Tetapi Itachi dengan mudah membaca gerakan lawannya itu. Mangekyou sharingan miliknya yang sudah terlatih sedemikian rupa otomatis langsung bisa memperkirakan arah serangan Kisame. Ketika lawannya sudah berjarak hanya beberapa langkah dari dirinya, Itachi segera melakukan kawarimi, secepat yang ia bisa.

Pats. Kisame membeliak sesaat ketika menyadari sosok di depannya yang sudah menghilang dari tempatnya. Namun apa daya, kedua kakinya sulit untuk dihentikan. Maka makhluk biru itu hanya pasrah ketika samehada kesayangannya menghantam sebuah batu besar dengan cukup keras. Kisame bisa merasakan getaran yang timbul akibat berbenturannya samehada dengan batu besar itu, menyebabkan kedua tangannya yang memegang samehada ngilu seketika. Ia meringis pelan. Ew, samehadaku pasti kesakitan.

Dan malangnya, pertempuran itu belum selesai. Itachi yang berkawarimi muncul kembali tepat di belakang punggung Kisame. Tanpa memedulikan nasib lawannya yang sedang menikmati getaran dan ngilu akibat benturan benda di tangannya, Itachi segera melayangkan kaki kirinya ke bawah, menyelengkat kedua kaki Kisame. Spontan makhluk biru itu terjembab ke depan, menimbulkan percikan air yang cukup besar ketika tubuh itu menghantam tanah dengan posisi yang tidak mengenakkan.

"Jangan lengah, Kisame. Perhatikan kemana perginya lawanmu ketika ia berkawarimi. Kau harus belajar lebih banyak lagi rupanya." ujar sang Uchiha dingin. Ia menyilangkan kedua tangannya di depan dada sembari memandangi Kisame yang susah payah terbangun.

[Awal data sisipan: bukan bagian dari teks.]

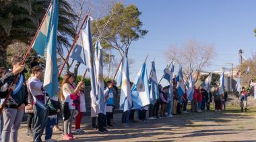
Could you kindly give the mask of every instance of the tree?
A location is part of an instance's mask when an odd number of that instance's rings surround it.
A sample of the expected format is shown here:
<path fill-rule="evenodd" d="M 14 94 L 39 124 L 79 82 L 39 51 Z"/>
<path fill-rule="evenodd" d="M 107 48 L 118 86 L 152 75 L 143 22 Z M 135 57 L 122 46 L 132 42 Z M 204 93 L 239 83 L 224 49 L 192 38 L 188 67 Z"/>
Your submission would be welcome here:
<path fill-rule="evenodd" d="M 0 3 L 0 66 L 6 63 L 6 50 L 16 42 L 30 44 L 51 0 L 2 0 Z M 59 0 L 58 45 L 70 45 L 76 19 L 65 0 Z"/>
<path fill-rule="evenodd" d="M 214 46 L 203 45 L 190 40 L 182 47 L 169 47 L 164 54 L 168 60 L 182 64 L 186 77 L 191 72 L 196 73 L 195 78 L 197 82 L 201 70 L 208 66 L 213 58 Z"/>
<path fill-rule="evenodd" d="M 105 48 L 112 48 L 123 56 L 133 41 L 143 38 L 148 30 L 141 29 L 141 13 L 134 5 L 115 4 L 108 14 L 92 22 L 92 33 Z"/>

Kisame mengerinyit sembari mengeluarkan lidahnya, berusaha menyingkirkan rasa 'abstrak' yang baru saja hinggap di sana. Entah, mungkin rasa tanah yang basah memang begitu. "Sial. Samehadaku terbentur lagi. Bisakah kau berhenti mempertemukannya dengan benda keras? Dan hentikan kawarimi menyebalkanmu itu." ia menggerutu sembari mengangkat tubuhnya—yang sudah lembab dan basah—menjauh dari permukaan bumi. Itachi menyeringai.

"Refleksmu yang tidak bagus. Mana ada kesempatan memprotes gerakan kepada lawanmu di medan pertempuran yang sebenarnya? Untungnya ini hanya latihan biasa."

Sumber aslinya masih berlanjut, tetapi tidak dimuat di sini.